When the nucleotide sequence for pLM-C-273 was compared to the nonredundant nucleotide sequences database of the National Center for Biotechnology Information (NCBI), it was found that 59% of pLM-C-273's sequence matched L. monocytogenes strain N1-011A plasmid (accession no. NC_022045.1) with 99% identity. Analysis of the predicted gene products encoded in the remaining 41% of pLM-C-273's sequence that was not homologous to L. monocytogenes strain N1-011A plasmid, was done with PHAge Search Tool (PHAST) (8) and revealed several phage-related proteins. Specifically, these phage proteins seem to have originated from Listeria phage A118 (accession no. NC_003216.1), Listeria phage vB LmoS 188 (accession no. NC_028871.1), and Listeria phage A006 (accession no.

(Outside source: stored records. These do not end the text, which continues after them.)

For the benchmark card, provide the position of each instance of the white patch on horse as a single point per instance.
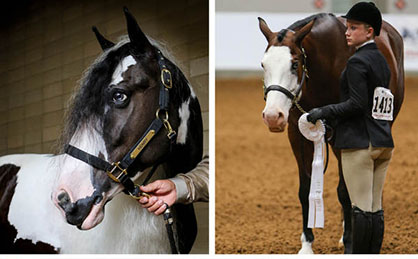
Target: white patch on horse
(31, 211)
(306, 246)
(74, 177)
(121, 68)
(277, 63)
(127, 228)
(184, 114)
(193, 95)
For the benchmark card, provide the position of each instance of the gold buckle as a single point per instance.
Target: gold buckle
(169, 83)
(122, 171)
(141, 194)
(171, 133)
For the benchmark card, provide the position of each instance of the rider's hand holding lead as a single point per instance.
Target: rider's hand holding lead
(314, 115)
(163, 193)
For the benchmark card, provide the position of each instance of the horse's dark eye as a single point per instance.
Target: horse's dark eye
(120, 98)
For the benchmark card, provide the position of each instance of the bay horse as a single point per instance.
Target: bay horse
(56, 203)
(314, 52)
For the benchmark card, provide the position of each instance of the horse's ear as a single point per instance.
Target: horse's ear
(265, 29)
(138, 39)
(104, 43)
(300, 35)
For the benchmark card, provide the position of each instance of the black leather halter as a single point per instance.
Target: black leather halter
(294, 97)
(120, 171)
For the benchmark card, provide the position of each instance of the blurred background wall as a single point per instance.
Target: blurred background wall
(240, 45)
(46, 45)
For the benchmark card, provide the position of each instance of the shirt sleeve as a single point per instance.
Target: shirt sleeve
(194, 185)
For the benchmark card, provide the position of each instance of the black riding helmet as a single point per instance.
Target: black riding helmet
(367, 13)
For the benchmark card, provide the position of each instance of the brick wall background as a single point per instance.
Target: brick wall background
(46, 45)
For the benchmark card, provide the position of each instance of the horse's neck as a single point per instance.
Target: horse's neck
(327, 55)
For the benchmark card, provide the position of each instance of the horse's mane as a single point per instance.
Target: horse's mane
(87, 101)
(298, 24)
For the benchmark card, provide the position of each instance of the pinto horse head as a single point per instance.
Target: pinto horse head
(117, 101)
(281, 64)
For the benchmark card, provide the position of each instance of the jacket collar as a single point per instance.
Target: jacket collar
(367, 45)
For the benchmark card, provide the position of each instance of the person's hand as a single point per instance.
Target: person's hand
(162, 192)
(314, 115)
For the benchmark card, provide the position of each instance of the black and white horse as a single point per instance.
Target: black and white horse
(49, 201)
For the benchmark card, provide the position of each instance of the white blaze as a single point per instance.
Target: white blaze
(121, 68)
(277, 63)
(75, 174)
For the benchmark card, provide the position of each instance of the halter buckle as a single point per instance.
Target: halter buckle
(139, 194)
(170, 132)
(122, 172)
(166, 78)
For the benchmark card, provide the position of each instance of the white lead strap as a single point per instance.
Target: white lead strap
(315, 133)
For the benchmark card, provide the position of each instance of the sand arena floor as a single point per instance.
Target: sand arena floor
(257, 205)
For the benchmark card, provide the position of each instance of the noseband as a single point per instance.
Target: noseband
(293, 97)
(119, 171)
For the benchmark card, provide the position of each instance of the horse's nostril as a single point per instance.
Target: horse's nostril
(63, 198)
(98, 199)
(65, 202)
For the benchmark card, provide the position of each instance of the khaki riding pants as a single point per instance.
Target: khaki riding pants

NC_009815.1), suggesting a promiscuous origin for pLM-C-273. Further examination of the annotated genes in pLM-C-273 revealed a PemK interferase sequence (9), an NADH peroxidase protein reported to be responsible for hydrogen peroxide detoxification (10), a copper-transporting P-type ATPase, and a multicopper oxidase implied in copper detoxification (11), as well as a cadmium resistance operon (cadA and cadC) (12). Collectively, these findings suggest the involvement of pLM-C-273 in providing fitness advantages to strain LM-C-273, particularly related to resistance against metal ions and oxygen radicals. Analysis of L. monocytogenes plasmids can help better understand the clinical emergence of subgroups of L. monocytogenes strains with the potential to adapt more efficiently to disinfection protocols in food manufacturing plants, or to survive the food preparation process, as the results of horizontal gene transfer events.
ACKNOWLEDGMENT
This work was supported by Public Health Ontario.
FOOTNOTES
- Received 17 August 2016.
- Accepted 20 August 2016.
- Published 13 October 2016.
- Copyright © 2016 Liang et al.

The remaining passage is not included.